Interest Rate Reduction Refinancing Loan also referred to as Streamline or VA to VA loan. Here are some guides regarding loan product:
Current mortgage must be guaranteed by VA
Loan must be current with no mortgage lates in the last 12 months
The principal and interest payment must decrease, unless refinancing ARM to Fixed product or;
Term of a new mortgage is shorter than term of original or;
Energy efficient improvements are included in the IRRRL
Must have a lower interest rate than the previous loan unless the previous loan is an ARM (can be fixed rate or hybrid ARM)
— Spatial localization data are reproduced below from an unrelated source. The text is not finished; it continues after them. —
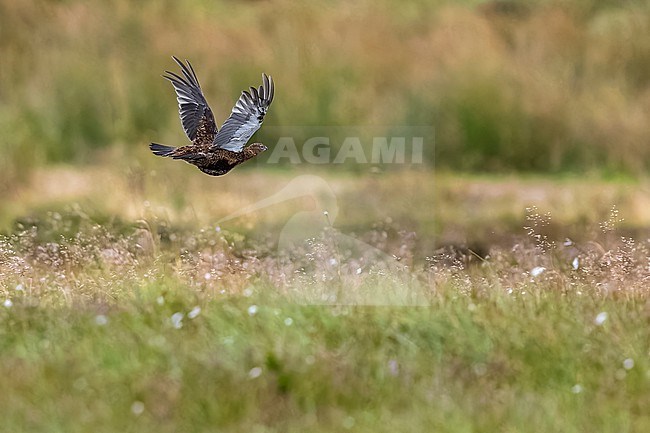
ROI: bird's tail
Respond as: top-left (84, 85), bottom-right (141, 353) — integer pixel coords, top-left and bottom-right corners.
top-left (150, 143), bottom-right (176, 157)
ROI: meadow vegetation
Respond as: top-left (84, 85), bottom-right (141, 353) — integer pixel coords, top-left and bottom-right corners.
top-left (2, 0), bottom-right (650, 190)
top-left (1, 0), bottom-right (650, 430)
top-left (2, 169), bottom-right (650, 431)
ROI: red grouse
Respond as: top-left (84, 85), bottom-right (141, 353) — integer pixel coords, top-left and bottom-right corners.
top-left (150, 57), bottom-right (274, 176)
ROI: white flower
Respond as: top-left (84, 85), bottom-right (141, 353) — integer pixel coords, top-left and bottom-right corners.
top-left (248, 305), bottom-right (258, 316)
top-left (530, 266), bottom-right (546, 277)
top-left (3, 299), bottom-right (13, 308)
top-left (623, 358), bottom-right (634, 370)
top-left (248, 367), bottom-right (262, 379)
top-left (131, 401), bottom-right (145, 416)
top-left (594, 312), bottom-right (608, 326)
top-left (95, 315), bottom-right (108, 326)
top-left (572, 257), bottom-right (579, 270)
top-left (188, 306), bottom-right (201, 319)
top-left (284, 317), bottom-right (293, 326)
top-left (171, 312), bottom-right (184, 329)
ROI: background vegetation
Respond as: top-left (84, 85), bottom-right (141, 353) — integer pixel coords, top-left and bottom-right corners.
top-left (2, 0), bottom-right (650, 191)
top-left (1, 0), bottom-right (650, 431)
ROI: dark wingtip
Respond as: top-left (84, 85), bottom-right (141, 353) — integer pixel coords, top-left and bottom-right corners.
top-left (251, 73), bottom-right (273, 106)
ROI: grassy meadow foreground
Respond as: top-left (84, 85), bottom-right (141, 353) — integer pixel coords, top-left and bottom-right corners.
top-left (1, 168), bottom-right (649, 432)
top-left (2, 0), bottom-right (650, 430)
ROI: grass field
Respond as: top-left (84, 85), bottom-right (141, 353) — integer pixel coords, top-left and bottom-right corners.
top-left (2, 168), bottom-right (650, 431)
top-left (2, 0), bottom-right (650, 187)
top-left (2, 0), bottom-right (650, 430)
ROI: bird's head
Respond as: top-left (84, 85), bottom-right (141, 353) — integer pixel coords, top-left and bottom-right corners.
top-left (247, 142), bottom-right (268, 155)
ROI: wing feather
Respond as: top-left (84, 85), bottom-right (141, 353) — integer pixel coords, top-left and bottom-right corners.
top-left (211, 73), bottom-right (274, 152)
top-left (163, 56), bottom-right (217, 143)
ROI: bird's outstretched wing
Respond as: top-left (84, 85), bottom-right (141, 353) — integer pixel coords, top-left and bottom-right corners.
top-left (163, 56), bottom-right (217, 143)
top-left (211, 73), bottom-right (274, 152)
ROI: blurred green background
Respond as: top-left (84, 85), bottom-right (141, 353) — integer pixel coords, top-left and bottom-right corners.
top-left (2, 0), bottom-right (650, 195)
top-left (2, 5), bottom-right (650, 430)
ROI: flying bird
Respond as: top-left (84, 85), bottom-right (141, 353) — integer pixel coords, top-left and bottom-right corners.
top-left (150, 56), bottom-right (274, 176)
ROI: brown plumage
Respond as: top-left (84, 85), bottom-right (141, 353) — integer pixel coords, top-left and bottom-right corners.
top-left (150, 56), bottom-right (274, 176)
top-left (150, 142), bottom-right (267, 176)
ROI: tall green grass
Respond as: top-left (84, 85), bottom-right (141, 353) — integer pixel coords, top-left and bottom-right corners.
top-left (1, 0), bottom-right (650, 188)
top-left (0, 205), bottom-right (649, 431)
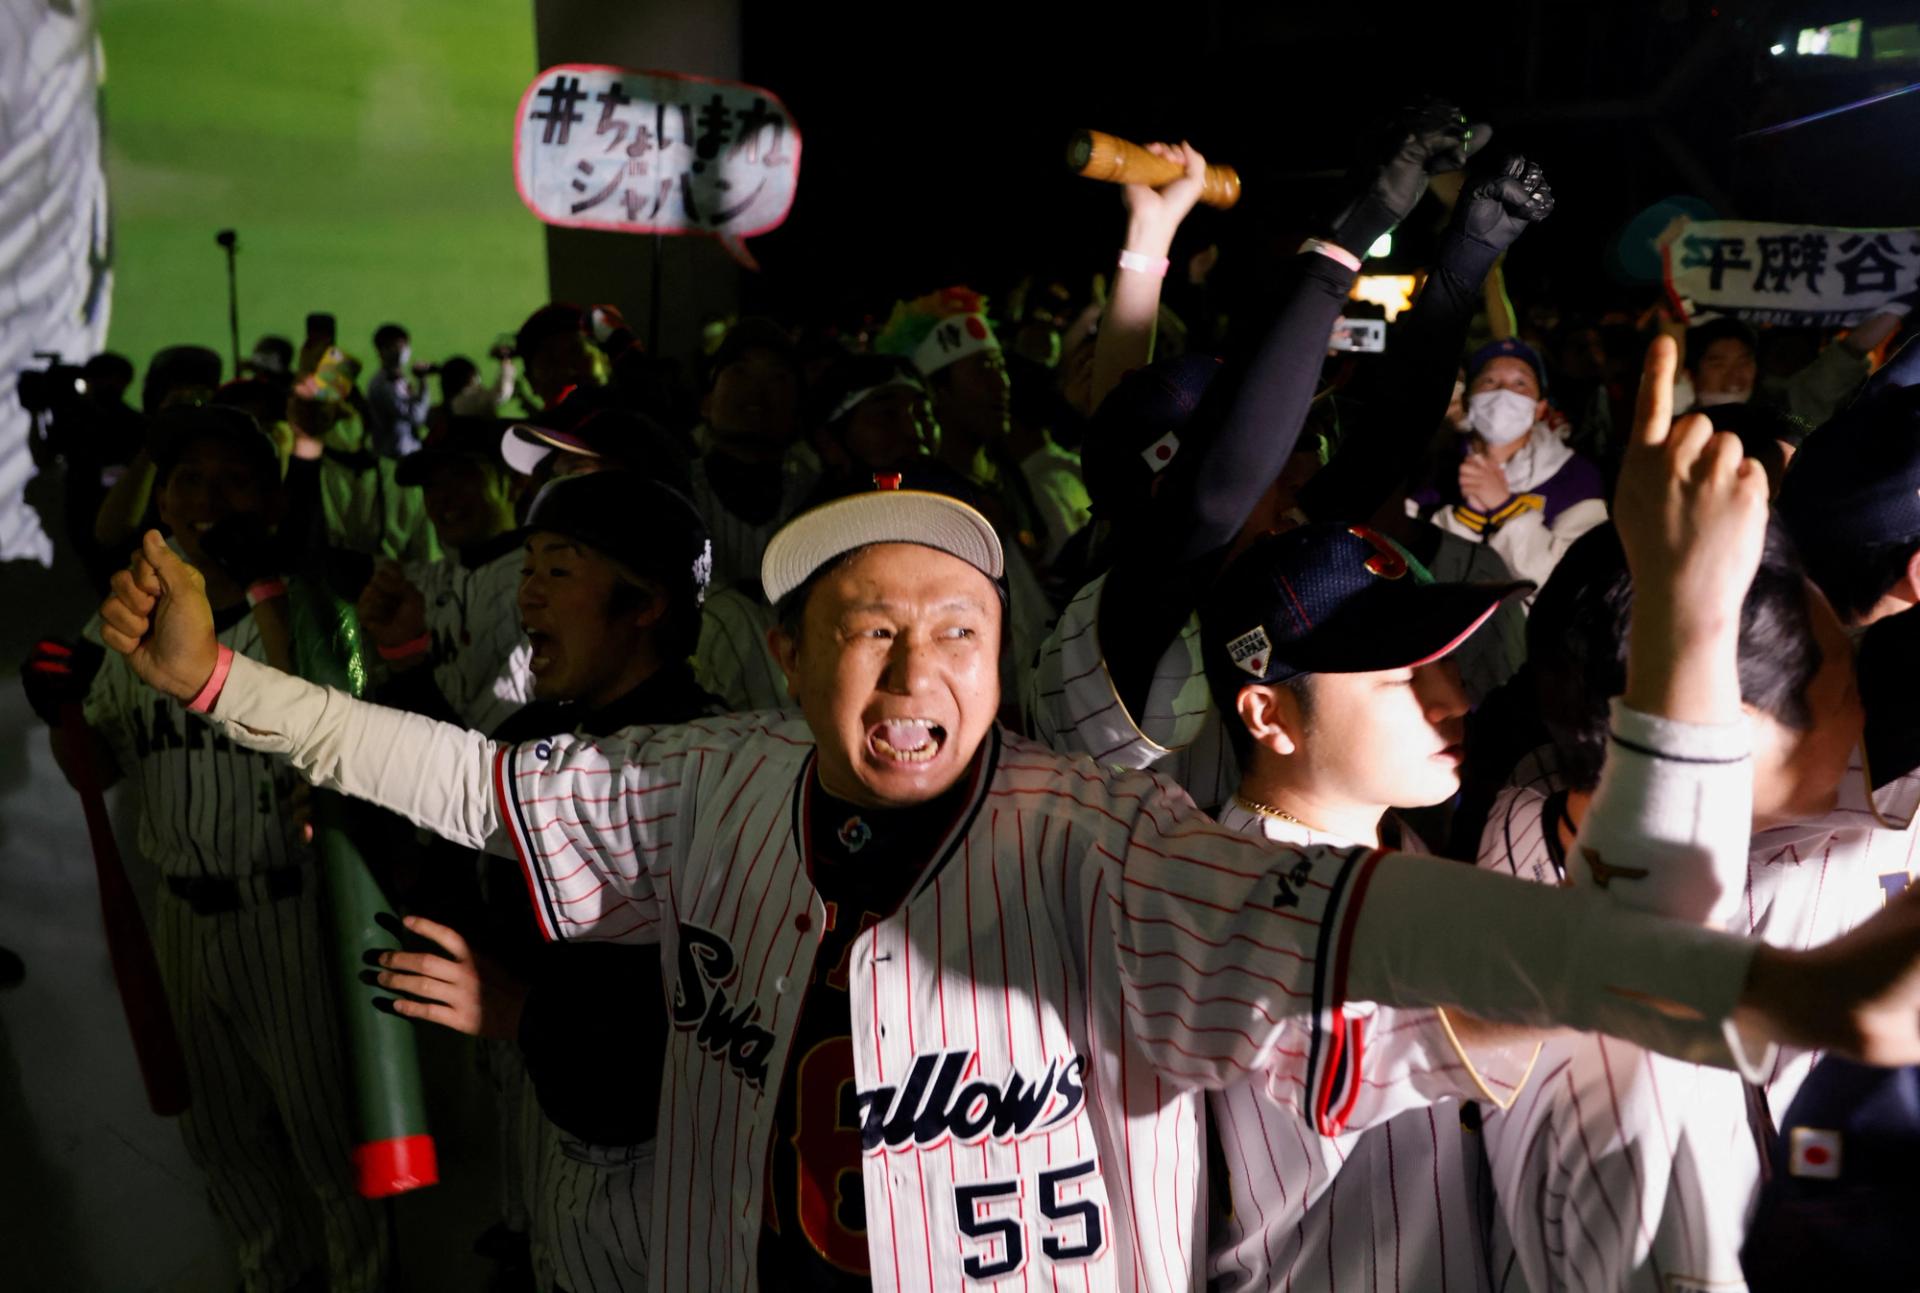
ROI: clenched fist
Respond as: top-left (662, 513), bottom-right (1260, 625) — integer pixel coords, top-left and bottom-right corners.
top-left (99, 530), bottom-right (220, 702)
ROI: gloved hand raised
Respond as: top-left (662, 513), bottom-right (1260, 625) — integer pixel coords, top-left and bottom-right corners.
top-left (1325, 99), bottom-right (1491, 259)
top-left (1452, 155), bottom-right (1554, 253)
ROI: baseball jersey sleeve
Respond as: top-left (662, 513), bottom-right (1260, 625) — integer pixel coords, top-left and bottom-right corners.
top-left (1085, 774), bottom-right (1764, 1134)
top-left (493, 721), bottom-right (719, 945)
top-left (1570, 700), bottom-right (1755, 928)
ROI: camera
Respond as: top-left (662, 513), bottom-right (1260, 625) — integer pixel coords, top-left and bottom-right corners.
top-left (17, 352), bottom-right (87, 417)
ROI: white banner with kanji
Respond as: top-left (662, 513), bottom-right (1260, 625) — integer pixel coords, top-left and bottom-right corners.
top-left (514, 64), bottom-right (800, 256)
top-left (1660, 218), bottom-right (1920, 326)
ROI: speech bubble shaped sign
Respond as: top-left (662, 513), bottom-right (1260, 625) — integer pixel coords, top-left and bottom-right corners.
top-left (514, 64), bottom-right (801, 269)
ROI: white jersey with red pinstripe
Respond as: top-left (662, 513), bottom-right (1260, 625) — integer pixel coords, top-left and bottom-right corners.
top-left (487, 715), bottom-right (1389, 1292)
top-left (1207, 803), bottom-right (1535, 1293)
top-left (404, 545), bottom-right (534, 733)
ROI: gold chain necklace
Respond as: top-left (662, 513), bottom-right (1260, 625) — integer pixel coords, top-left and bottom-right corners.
top-left (1233, 793), bottom-right (1307, 827)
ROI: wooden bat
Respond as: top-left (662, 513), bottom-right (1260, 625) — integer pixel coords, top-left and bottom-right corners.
top-left (60, 704), bottom-right (190, 1117)
top-left (1066, 129), bottom-right (1241, 209)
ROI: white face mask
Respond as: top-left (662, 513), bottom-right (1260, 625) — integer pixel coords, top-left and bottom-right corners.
top-left (1466, 388), bottom-right (1537, 446)
top-left (1695, 387), bottom-right (1750, 408)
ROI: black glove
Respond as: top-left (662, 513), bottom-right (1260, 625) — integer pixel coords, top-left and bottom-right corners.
top-left (1325, 100), bottom-right (1491, 259)
top-left (21, 637), bottom-right (105, 726)
top-left (198, 513), bottom-right (281, 588)
top-left (1451, 155), bottom-right (1554, 253)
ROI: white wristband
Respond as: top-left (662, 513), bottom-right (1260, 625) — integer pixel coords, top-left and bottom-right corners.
top-left (1117, 248), bottom-right (1170, 278)
top-left (1298, 238), bottom-right (1362, 272)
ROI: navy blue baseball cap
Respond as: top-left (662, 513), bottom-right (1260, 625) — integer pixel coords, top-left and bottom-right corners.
top-left (1777, 337), bottom-right (1920, 558)
top-left (1465, 337), bottom-right (1548, 395)
top-left (1741, 1055), bottom-right (1920, 1287)
top-left (1081, 354), bottom-right (1223, 519)
top-left (1200, 523), bottom-right (1530, 718)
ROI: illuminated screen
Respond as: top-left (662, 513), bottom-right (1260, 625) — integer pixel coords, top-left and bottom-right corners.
top-left (96, 0), bottom-right (547, 381)
top-left (1796, 19), bottom-right (1864, 58)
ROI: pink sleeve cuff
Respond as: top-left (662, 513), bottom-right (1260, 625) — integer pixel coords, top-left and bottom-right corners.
top-left (187, 645), bottom-right (235, 714)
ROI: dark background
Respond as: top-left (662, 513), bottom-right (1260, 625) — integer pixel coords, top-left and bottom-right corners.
top-left (733, 0), bottom-right (1920, 326)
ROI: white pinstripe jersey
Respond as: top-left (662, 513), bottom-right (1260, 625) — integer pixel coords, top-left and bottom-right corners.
top-left (83, 609), bottom-right (304, 878)
top-left (1474, 746), bottom-right (1920, 1293)
top-left (1208, 803), bottom-right (1532, 1293)
top-left (404, 546), bottom-right (534, 733)
top-left (693, 584), bottom-right (789, 714)
top-left (491, 714), bottom-right (1388, 1293)
top-left (1026, 573), bottom-right (1239, 812)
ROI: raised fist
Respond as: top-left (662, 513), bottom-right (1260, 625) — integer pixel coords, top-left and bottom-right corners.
top-left (1327, 100), bottom-right (1492, 257)
top-left (99, 530), bottom-right (220, 702)
top-left (1454, 155), bottom-right (1554, 252)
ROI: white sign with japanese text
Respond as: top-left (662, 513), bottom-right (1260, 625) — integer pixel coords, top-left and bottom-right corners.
top-left (1661, 218), bottom-right (1920, 326)
top-left (514, 64), bottom-right (800, 260)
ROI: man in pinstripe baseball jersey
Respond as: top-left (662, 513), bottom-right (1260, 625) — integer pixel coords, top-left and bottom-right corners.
top-left (1194, 522), bottom-right (1539, 1292)
top-left (53, 405), bottom-right (388, 1293)
top-left (100, 462), bottom-right (1920, 1293)
top-left (376, 469), bottom-right (720, 1292)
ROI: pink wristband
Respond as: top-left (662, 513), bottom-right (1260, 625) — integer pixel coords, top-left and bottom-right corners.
top-left (245, 578), bottom-right (287, 607)
top-left (187, 645), bottom-right (235, 715)
top-left (1117, 248), bottom-right (1170, 278)
top-left (375, 633), bottom-right (432, 662)
top-left (1298, 237), bottom-right (1362, 272)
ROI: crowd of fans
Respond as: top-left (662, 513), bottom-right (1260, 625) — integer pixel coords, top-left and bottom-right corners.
top-left (18, 97), bottom-right (1920, 1293)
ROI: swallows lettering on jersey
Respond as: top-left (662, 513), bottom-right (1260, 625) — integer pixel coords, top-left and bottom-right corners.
top-left (855, 1048), bottom-right (1087, 1154)
top-left (672, 924), bottom-right (775, 1089)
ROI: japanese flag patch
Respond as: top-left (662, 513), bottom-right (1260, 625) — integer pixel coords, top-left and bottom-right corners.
top-left (1226, 626), bottom-right (1273, 679)
top-left (1140, 430), bottom-right (1181, 473)
top-left (1787, 1126), bottom-right (1842, 1180)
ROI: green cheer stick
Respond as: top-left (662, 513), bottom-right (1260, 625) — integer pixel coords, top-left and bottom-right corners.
top-left (287, 576), bottom-right (440, 1198)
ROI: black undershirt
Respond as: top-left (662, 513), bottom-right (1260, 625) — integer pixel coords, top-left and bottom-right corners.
top-left (757, 770), bottom-right (974, 1290)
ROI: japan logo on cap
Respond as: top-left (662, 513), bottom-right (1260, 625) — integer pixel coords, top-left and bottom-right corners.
top-left (1226, 626), bottom-right (1273, 678)
top-left (1788, 1126), bottom-right (1842, 1180)
top-left (1141, 430), bottom-right (1181, 474)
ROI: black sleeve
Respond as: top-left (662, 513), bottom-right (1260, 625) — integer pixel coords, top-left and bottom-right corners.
top-left (1099, 250), bottom-right (1356, 716)
top-left (1297, 229), bottom-right (1499, 524)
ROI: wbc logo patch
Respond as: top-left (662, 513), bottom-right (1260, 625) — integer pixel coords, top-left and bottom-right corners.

Can include full pay off of existing guaranteed VA loan, closing costs, discounts (maximum 2%), prepaids, and funding fee.
No lien other than the existing VA loan may be paid from the proceeds of the IRRRL.
The term cannot increase by more than 10 years over the original terms (15-25, not 15-30)
A minimum credit score of 640 is required for all Borrowers as determined by either a tri-merged credit report or a residential mortgage credit report.
Maximum Loan-To-Value (LTV) is 100%.
The loan may not exceed the sum of the outstanding balance on the existing VA loan, plus allowable fees and closing costs, including funding fee and up to 2 discount points. You may also add up to $6,000 of energy efficiency improvements into the loan.